Platelet rich plasma (PRP) injections have been used in medicine for over 50 years, although there is no research evidence that these injections are effective in treating tendon injuries.23–25 Autologous PRP injections are a second or third line agent in managing tendon injuries, typically as a series of three injection episodes over 4 weeks. Platelet rich plasma may be best delivered with ultrasound guidance to target the region of tendon degeneration; PRP injections appear to produce less postinjection pain than whole blood.

Surgery

Surgery is reserved for recalcitrant cases with failure of non-surgical management after at least 3–6 months. Success rates for surgical treatment of tendon injuries are quoted in the literature as greater than 80% and, although complete pain reduction may not occur, there is often improved function and an ability to return to work or sport.26 However, these studies all have significant limitations, many being case series with no control group.

Summary of important points

  • Load management is vital in treating tendon injuries.
  • Exercise based rehabilitation incorporating musculotendinous loading is important for most tendinopathies.
  • Referral should be considered to a sports physician or sports physiotherapist with a special interest in tendinopathies for elite athletes, children or adolescents, or patients failing conservative treatment.
  • Treatment adjuncts are often used, but a guided exercise based rehabilitation program is still essential.

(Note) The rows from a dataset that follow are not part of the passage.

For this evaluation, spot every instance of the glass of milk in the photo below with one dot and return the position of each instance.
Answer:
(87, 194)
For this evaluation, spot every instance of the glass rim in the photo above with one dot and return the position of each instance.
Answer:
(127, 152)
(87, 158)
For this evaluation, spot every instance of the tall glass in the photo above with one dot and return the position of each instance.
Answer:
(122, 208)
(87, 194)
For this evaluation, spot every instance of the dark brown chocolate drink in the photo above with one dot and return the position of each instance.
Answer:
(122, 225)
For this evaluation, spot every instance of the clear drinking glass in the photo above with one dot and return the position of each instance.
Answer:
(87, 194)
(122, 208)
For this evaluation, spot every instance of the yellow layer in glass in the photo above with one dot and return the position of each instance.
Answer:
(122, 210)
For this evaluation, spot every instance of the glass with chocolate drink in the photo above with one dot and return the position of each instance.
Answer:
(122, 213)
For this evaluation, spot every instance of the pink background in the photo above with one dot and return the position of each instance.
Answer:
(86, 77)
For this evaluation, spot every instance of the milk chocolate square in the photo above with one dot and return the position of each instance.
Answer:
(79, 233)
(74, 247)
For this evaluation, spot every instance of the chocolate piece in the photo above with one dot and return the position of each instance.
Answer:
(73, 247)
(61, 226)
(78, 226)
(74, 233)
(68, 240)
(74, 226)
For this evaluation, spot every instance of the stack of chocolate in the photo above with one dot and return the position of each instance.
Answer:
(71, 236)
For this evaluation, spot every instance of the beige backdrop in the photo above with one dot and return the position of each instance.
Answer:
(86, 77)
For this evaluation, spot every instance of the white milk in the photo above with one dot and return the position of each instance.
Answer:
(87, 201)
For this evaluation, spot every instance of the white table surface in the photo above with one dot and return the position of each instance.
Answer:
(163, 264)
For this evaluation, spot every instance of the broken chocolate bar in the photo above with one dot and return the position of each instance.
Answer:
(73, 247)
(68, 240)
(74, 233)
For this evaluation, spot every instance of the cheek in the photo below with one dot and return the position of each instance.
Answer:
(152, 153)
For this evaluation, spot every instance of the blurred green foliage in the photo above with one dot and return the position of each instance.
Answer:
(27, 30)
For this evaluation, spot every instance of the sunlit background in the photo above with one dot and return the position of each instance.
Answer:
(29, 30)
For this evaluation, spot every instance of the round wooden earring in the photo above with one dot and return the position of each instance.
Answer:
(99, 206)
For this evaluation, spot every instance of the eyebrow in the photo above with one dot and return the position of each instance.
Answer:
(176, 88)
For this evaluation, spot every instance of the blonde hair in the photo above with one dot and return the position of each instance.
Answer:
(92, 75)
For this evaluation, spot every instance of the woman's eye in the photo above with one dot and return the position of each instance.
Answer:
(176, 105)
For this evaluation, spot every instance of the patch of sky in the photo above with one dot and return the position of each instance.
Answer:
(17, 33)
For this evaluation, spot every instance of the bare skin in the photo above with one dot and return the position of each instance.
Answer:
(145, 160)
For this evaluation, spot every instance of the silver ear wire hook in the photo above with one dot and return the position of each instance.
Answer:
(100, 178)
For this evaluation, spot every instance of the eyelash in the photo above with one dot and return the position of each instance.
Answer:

Adjuncts include GTN patches, ESWT and injections (blood products, corticosteroids, sclerosants).
  • Chronic tendinopathies can take months to resolve, even with the best treatment.
  • Patients need education about realistic timeframes and goals, and support throughout the rehabilitation process.

Competing interests: None.
Provenance and peer review: Commissioned; externally peer reviewed.